Skobeleva N A, Kozlov K A, Prasolov V S, Dubovaia V I, Dzhumagaliev E B
Mol Biol (Mosk). 1981 Nov-Dec;15(6):1224-33.
Double-stranded DNA synthesized from the pigeon globin mRNA by the subsequent actions of avian myeloblastosis virus reverse transcriptase and E. coli DNA polymerase I was split with nuclease S1 and inserted into PstI site in the plasmid pBR322 by poly(dG) times poly(dC) homopolymer extension technique using terminal deoxynucleotidyl transferase. E. coli transformants have been shown to contain pigeon globin sequences by colony hybridization with pigeon globin [32P]cDNA. The inserted DNA fragment deleted from recombinant DNA by PstI treatment hybridizes with globin cDNA. The maximal length of the inserted fragment measured in agarose gel was found to be 550--560 base pairs. Inserted sequences subjected to analysis by hybridization with alpha- and beta-[32P]cDNA have been ascribed to the pigeon alpha globin chain. EcoRI, HindIII, BglII, SalI, BamHI, PstI restriction enzymes did not cleave the inserted DNA fragment. Pigeon DNA coding alpha-globin chain contains recognition sites for AluI, HindII and HaeIII restriction enzymes. Part of the recombinant clones remains resistant to ampicillin and therefore in some of these clones the globin gene could be expressed.
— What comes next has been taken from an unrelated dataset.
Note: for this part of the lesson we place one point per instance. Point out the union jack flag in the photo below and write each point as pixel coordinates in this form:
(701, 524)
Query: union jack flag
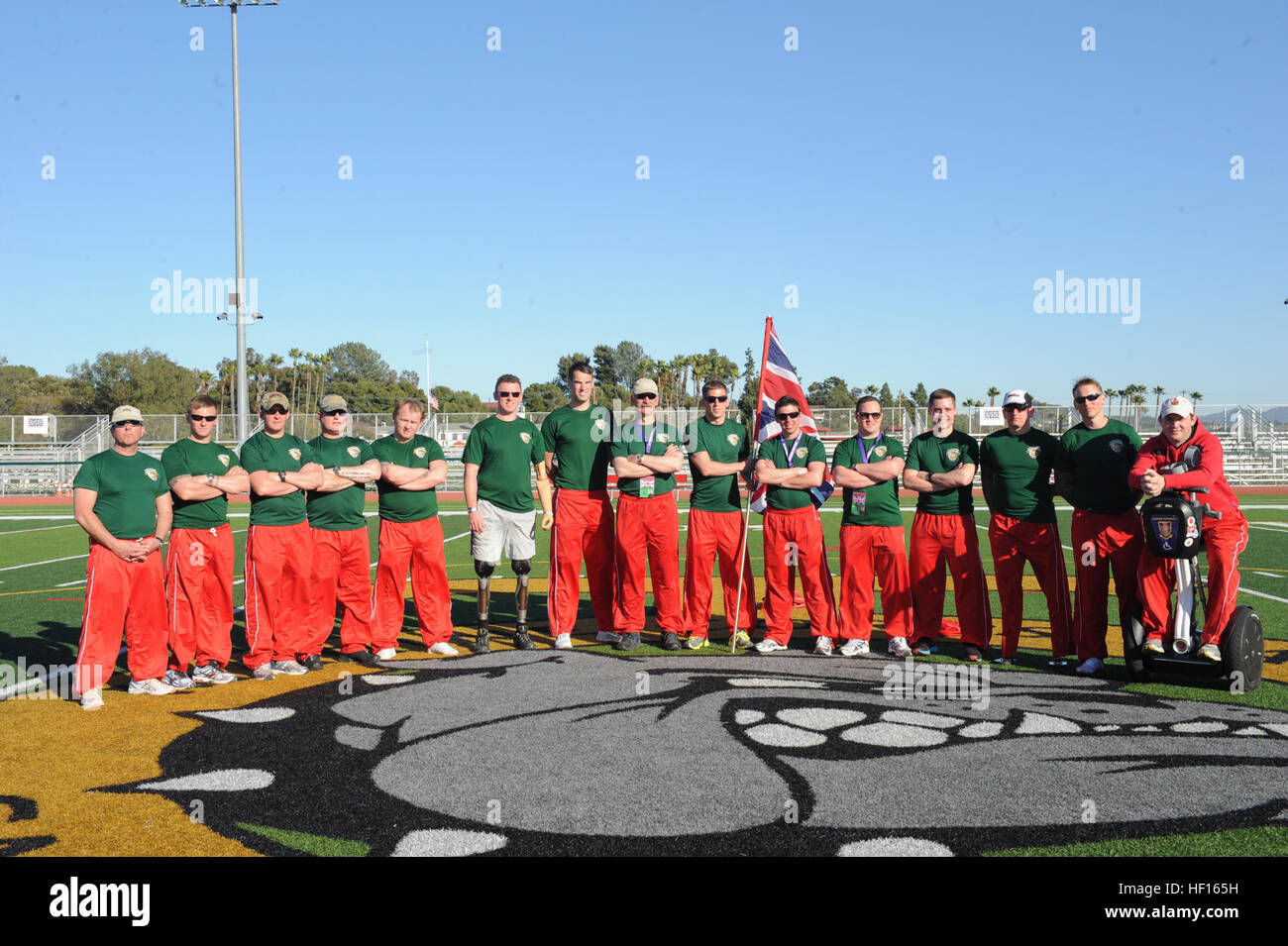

通过禽成髓细胞瘤病毒逆转录酶和大肠杆菌DNA聚合酶I的后续作用,从鸽珠蛋白mRNA合成的双链DNA用核酸酶S1切割,并通过使用末端脱氧核苷酸转移酶的聚(dG)×聚(dC)同聚物延伸技术插入质粒pBR322的PstI位点。通过与鸽珠蛋白[32P]cDNA的菌落杂交,已证明大肠杆菌转化体含有鸽珠蛋白序列。经PstI处理从重组DNA中缺失的插入DNA片段与珠蛋白cDNA杂交。在琼脂糖凝胶中测得的插入片段的最大长度为550-560个碱基对。通过与α-和β-[32P]cDNA杂交进行分析的插入序列已归因于鸽α珠蛋白链。EcoRI、HindIII?BglII、SalI、BamHI、PstI限制性内切酶未切割插入的DNA片段。编码α珠蛋白链的鸽DNA含有AluI、HindII和HaeIII限制性内切酶的识别位点。部分重组克隆对氨苄青霉素仍有抗性,因此在其中一些克隆中珠蛋白基因可能会表达。 (注:原文中“HindIII, BglII”之间的逗号有误,推测可能是顿号,这里按顿号翻译了,否则句子结构会混乱。)